Or am I measuring something else?
In this code I have a stack of tags (integers
). Each tag has a string representation (const char*
or std::string_view
).
In the loop stack values are converted to the corresponding string values. Those values are appended to a preallocated string or assigned to an array element.

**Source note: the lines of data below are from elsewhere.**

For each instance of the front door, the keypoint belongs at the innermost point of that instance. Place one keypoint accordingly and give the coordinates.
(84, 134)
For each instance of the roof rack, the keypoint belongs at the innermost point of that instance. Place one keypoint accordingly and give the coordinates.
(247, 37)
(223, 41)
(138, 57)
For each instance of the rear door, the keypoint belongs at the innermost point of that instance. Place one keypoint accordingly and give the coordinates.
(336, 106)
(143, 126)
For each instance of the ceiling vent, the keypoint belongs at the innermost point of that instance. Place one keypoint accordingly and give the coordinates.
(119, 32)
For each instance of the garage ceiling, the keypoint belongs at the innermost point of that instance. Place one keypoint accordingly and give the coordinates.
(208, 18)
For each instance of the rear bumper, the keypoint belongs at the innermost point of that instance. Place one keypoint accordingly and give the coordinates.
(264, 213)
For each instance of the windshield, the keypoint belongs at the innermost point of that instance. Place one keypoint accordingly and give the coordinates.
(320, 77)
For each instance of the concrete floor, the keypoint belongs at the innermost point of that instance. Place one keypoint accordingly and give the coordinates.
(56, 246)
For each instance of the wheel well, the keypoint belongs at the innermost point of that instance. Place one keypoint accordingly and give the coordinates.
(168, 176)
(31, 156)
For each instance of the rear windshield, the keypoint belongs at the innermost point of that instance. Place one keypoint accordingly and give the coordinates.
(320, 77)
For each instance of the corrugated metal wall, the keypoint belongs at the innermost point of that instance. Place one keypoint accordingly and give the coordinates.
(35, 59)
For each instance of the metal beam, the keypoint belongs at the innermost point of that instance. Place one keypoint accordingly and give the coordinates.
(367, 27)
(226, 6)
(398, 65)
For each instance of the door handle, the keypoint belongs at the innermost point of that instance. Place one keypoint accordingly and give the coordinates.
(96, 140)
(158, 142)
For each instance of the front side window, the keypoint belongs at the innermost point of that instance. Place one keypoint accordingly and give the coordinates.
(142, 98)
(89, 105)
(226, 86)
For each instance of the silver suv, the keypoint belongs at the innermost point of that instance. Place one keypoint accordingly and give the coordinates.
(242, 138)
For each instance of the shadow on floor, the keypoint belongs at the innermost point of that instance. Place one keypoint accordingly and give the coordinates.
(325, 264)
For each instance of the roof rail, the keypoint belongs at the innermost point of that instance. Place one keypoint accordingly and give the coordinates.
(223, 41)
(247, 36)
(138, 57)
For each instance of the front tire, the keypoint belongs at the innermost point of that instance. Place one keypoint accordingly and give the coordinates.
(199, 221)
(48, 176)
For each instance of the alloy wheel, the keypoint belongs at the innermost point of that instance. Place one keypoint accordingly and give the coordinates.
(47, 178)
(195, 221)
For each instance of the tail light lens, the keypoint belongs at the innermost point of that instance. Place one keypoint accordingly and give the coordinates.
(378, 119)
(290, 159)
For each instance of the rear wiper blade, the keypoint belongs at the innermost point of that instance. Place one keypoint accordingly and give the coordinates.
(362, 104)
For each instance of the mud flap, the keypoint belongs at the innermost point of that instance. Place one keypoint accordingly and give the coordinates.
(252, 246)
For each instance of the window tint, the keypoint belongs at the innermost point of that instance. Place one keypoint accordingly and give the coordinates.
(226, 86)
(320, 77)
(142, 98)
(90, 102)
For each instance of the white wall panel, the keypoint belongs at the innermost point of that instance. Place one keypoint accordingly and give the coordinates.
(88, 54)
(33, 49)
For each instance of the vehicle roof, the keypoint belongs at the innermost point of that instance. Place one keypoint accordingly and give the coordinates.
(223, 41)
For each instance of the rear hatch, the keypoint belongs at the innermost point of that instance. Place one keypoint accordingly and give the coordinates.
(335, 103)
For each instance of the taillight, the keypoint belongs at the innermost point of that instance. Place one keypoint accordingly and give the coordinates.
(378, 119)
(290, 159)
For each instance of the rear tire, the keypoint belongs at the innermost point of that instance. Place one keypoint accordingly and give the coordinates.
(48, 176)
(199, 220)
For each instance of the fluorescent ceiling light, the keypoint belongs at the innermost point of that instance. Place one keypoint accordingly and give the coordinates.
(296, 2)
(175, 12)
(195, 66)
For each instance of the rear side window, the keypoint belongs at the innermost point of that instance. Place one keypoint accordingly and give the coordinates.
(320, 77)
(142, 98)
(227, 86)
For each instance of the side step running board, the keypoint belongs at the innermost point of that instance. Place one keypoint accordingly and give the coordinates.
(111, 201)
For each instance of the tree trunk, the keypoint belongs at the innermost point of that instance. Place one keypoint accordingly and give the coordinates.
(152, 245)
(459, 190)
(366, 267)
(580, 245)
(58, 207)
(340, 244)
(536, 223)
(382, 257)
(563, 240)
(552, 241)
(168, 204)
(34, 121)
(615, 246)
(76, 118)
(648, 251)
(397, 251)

The results show that the version with std::string_view
is slightly faster than the version with const char*
.
Code:
#include <array>
#include <iostream>
#include <chrono>
#include <stack>
#include <string_view>
using namespace std;
int main()
{
enum Tag : int { TAG_A, TAG_B, TAG_C, TAG_D, TAG_E, TAG_F };
constexpr const char* tag_value[] =
{ "AAA", "BBB", "CCC", "DDD", "EEE", "FFF" };
constexpr std::string_view tag_values[] =
{ "AAA", "BBB", "CCC", "DDD", "EEE", "FFF" };
const size_t iterations = 10000;
std::stack<Tag> stack_tag;
std::string out;
std::chrono::steady_clock::time_point begin;
std::chrono::steady_clock::time_point end;
auto prepareForBecnhmark = [&stack_tag, &out](){
for(size_t i=0; i<iterations; i++)
stack_tag.push(static_cast<Tag>(i%6));
out.clear();
out.reserve(iterations*10);
};
// Append to string
prepareForBecnhmark();
begin = std::chrono::steady_clock::now();
for(size_t i=0; i<iterations; i++) {
out.append(tag_value[stack_tag.top()]);
stack_tag.pop();
}
end = std::chrono::steady_clock::now();
std::cout << out[100] << "append string const char* = " << std::chrono::duration_cast<std::chrono::microseconds>(end - begin).count() << "[µs]" << std::endl;
prepareForBecnhmark();
begin = std::chrono::steady_clock::now();
for(size_t i=0; i<iterations; i++) {
out.append(tag_values[stack_tag.top()]);
stack_tag.pop();
}
end = std::chrono::steady_clock::now();
std::cout << out[100] << "append string string_view= " << std::chrono::duration_cast<std::chrono::microseconds>(end - begin).count() << "[µs]" << std::endl;
// Add to array
prepareForBecnhmark();
std::array<const char*, iterations> cca;
begin = std::chrono::steady_clock::now();
for(size_t i=0; i<iterations; i++) {
cca[i] = tag_value[stack_tag.top()];
stack_tag.pop();
}
end = std::chrono::steady_clock::now();
std::cout << "fill array const char* = " << std::chrono::duration_cast<std::chrono::microseconds>(end - begin).count() << "[µs]" << std::endl;
prepareForBecnhmark();
std::array<std::string_view, iterations> ccsv;
begin = std::chrono::steady_clock::now();
for(size_t i=0; i<iterations; i++) {
ccsv[i] = tag_values[stack_tag.top()];
stack_tag.pop();
}
end = std::chrono::steady_clock::now();
std::cout << "fill array string_view = " << std::chrono::duration_cast<std::chrono::microseconds>(end - begin).count() << "[µs]" << std::endl;
std::cout << ccsv[ccsv.size()-1] << cca[cca.size()-1] << std::endl;
return 0;
}
Results on my machine are:
Aappend string const char* = 97[µs]
Aappend string string_view= 72[µs]
fill array const char* = 35[µs]
fill array string_view = 18[µs]
Godbolt compiler explorer url: https://godbolt.org/z/SMrevx
UPD: Results after more accurate benchmarking (500 runs 300000 iterations):
Caverage append string const char* = 2636[µs]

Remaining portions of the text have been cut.